The initial test of 11g products features products with silicon from four different chipmakers (Intersil, Texas Instruments, Atheros, and Broadcom) — in fact, most of the 11g certificated products are in reference designs from the chip makers. Reference designs can be used by original equipment manufacturers (OEMs) to speed the creation of end-user 802.11g products, but any final products must again tested for interoperability by the Alliance. Certification of a reference design and chip, however, gives OEMs assurance that final products will pass without problems.

These first products finalized for 11g certification are part of the 802.11g test bed the Alliance will use in all future 802.11g testing (the refresh the test bed as needed about every year). For example, Texas Instruments (TI) got certification for two reference designs, the TNET1130-powered Cardbus and the TNETWA622-g10-DP access point — the former will be used specifically in the testing of interoperability between 802.11b and 802.11g products.

Other chips and reference designs given certification include the Broadcom 54g BCM94306-GAP access point design; Intersil’s dual-band PRISM Duette 11a/g/b chips in an access point (ISL39300A) and PC Card (ISL39000C); and the Atheros AR5001X+ Universal Network Adapter which also supports 802.11a/g/b.

The Atheros chip powers the Proxim ORiNOCO AP-600b/g products which got certification; the only other end user product in this group was the Melco/Buffalo Technology AirStation 54Mbps WLI-CB-G54(A) notebook PC Card, which uses the Broadcom 54g chip. Companies that agree to be part of the Alliance test bed also must agree to sell their products to members of the Alliance that want to do their own in-house testing before contacting the labs.

Many products coming out these days are dual-band, supporting both the 2.4GHz 802.11g/b and the 5GHz 802.11a. Eaton says that now that 11g testing is underway, any such product coming into the labs will “be required to be certified for both bands.” The 11a and 11g tests are still done separately, though in the future they’re may be a combined test methodology.

“We also have an inter-band roaming/handoff test for client cards to make sure the card can roam between two bands without user intervention,” says Eaton.

The Alliance announced its plans for 802.11g testing in February, long before the specification was finalized — it did this knowing a multitude of products would be available for testing immediately.
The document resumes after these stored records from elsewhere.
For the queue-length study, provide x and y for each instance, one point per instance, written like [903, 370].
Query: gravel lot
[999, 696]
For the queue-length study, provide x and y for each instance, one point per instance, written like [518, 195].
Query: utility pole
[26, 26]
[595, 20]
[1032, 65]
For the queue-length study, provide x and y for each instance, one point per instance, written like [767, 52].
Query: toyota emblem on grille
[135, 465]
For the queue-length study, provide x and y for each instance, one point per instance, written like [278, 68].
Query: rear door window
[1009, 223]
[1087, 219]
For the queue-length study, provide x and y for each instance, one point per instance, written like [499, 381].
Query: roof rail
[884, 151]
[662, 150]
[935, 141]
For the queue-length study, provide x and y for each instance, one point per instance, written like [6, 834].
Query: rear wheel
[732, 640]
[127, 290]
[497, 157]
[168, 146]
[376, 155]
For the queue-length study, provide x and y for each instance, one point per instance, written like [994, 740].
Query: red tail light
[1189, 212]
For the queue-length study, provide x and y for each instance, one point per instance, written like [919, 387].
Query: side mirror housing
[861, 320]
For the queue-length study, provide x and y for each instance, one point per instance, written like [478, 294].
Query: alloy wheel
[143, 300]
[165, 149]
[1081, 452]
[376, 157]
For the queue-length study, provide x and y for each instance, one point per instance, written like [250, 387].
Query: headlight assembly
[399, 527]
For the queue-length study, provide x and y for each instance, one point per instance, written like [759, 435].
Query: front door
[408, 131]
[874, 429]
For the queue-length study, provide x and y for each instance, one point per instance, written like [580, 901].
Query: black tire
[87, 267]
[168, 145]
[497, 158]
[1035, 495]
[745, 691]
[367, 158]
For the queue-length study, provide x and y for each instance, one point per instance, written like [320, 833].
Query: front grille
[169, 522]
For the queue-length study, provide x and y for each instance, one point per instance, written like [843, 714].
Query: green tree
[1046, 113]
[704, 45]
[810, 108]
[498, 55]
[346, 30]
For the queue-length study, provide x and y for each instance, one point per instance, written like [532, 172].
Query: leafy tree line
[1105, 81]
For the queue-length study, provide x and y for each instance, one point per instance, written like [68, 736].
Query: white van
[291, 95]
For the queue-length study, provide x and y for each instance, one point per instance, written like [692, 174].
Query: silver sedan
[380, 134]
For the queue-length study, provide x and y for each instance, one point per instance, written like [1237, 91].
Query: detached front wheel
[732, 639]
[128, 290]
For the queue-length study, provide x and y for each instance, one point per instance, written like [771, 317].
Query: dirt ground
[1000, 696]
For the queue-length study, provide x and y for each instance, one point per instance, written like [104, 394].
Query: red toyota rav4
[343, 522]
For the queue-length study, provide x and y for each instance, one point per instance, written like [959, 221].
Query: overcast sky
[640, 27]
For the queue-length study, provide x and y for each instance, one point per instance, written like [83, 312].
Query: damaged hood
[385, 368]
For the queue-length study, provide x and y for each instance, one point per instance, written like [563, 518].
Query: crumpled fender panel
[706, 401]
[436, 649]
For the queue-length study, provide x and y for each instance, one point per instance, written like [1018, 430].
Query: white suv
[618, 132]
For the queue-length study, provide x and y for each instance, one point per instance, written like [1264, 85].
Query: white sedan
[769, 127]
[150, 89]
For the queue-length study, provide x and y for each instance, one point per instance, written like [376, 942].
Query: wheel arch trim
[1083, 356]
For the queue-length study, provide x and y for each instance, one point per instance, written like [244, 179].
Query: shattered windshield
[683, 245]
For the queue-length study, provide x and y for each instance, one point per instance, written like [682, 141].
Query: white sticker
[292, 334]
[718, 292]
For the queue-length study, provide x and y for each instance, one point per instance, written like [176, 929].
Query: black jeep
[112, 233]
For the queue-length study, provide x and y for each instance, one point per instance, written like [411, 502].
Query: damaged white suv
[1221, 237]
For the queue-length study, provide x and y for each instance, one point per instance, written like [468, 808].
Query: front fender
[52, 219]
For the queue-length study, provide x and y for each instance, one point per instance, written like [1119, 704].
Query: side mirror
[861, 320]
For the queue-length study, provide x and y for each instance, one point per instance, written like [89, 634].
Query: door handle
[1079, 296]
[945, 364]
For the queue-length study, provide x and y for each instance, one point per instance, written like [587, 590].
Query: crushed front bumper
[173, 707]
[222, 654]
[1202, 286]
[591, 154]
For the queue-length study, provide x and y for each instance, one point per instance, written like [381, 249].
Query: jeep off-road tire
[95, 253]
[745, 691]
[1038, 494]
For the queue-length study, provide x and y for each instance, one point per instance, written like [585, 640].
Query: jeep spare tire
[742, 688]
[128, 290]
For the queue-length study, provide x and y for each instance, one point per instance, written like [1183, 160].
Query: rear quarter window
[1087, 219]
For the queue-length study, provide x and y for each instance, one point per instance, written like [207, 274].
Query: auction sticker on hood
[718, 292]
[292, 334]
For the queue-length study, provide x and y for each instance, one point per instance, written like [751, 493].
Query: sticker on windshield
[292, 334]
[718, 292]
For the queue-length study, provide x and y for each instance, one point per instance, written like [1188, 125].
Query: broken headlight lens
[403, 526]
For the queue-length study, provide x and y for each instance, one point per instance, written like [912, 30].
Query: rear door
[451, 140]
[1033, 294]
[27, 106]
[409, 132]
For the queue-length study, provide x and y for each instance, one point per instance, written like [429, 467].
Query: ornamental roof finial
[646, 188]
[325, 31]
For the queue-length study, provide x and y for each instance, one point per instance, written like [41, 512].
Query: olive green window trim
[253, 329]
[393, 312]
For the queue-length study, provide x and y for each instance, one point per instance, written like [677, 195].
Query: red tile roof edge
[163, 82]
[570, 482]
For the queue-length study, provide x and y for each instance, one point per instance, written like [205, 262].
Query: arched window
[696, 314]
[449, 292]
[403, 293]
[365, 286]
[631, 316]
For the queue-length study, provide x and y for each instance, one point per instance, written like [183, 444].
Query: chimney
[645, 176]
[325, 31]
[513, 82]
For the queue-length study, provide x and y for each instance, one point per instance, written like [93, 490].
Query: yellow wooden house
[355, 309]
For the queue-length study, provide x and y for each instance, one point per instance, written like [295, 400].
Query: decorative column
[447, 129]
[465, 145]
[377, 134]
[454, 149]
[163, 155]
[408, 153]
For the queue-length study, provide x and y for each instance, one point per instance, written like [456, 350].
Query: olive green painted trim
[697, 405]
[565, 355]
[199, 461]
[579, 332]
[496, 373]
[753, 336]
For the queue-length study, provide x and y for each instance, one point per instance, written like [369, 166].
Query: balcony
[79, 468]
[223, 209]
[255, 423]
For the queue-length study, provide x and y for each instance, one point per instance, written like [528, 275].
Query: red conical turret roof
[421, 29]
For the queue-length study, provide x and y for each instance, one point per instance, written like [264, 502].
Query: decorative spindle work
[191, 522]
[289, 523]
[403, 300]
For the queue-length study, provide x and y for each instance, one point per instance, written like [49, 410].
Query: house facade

That wasn’t the case with 802.11a, which, when finalized in 2002, really only had one vendor supplying chips (Atheros).

All of the 802.11g chips above also feature non-standard speed boosts, using draft-802.11e-based packet bursting to increase throughput and/or other methods, depending on the vendor. 802.11e is a specification in-progress meant to provide Quality of Service (QoS) options to future wireless LANs running video, audio, and voice traffic as well as data. Eaton says these tweaks are not included in Wi-Fi Alliance testing, as they are not part of the 11g specification, but doesn’t discount testing such things when 802.11e is finalized.

“We might add it in,” he says, “it might be good to make sure it’s interoperable.”

802.11g products are tested for backwards compatibility with 11b, simultaneous 11b and 11g client operation, and support for full 54Mbps data rate. The actual 802.11g specification from the IEEE only requires 24Mbps, with 36, 48, and 54Mbps optional.

There are five separate queues for product testing going at all times in the four labs the Alliance has contracted in (in San Jose, CA, as well as Japan, Taiwan, and England). Eaton estimates that there are about a dozen products a week receiving certification. In the first two weeks that the queues have been open to 802.11g products, the labs have already received 60 applications for testing, a response Eaton terms as “extremely positive.”

As of this week, the Wi-Fi alliance has tested 795 products from 110 companies. All those products have received Wi-Fi Certification. The non-profit Alliance was formed in 1999 under the name Wireless Ethernet Compatibility Alliance or WECA, but changed its name to reflect the Wi-Fi branding it created for all things 802.11-based. The Alliance also has a certification program called Wi-Fi ZONE for testing public access hotspots.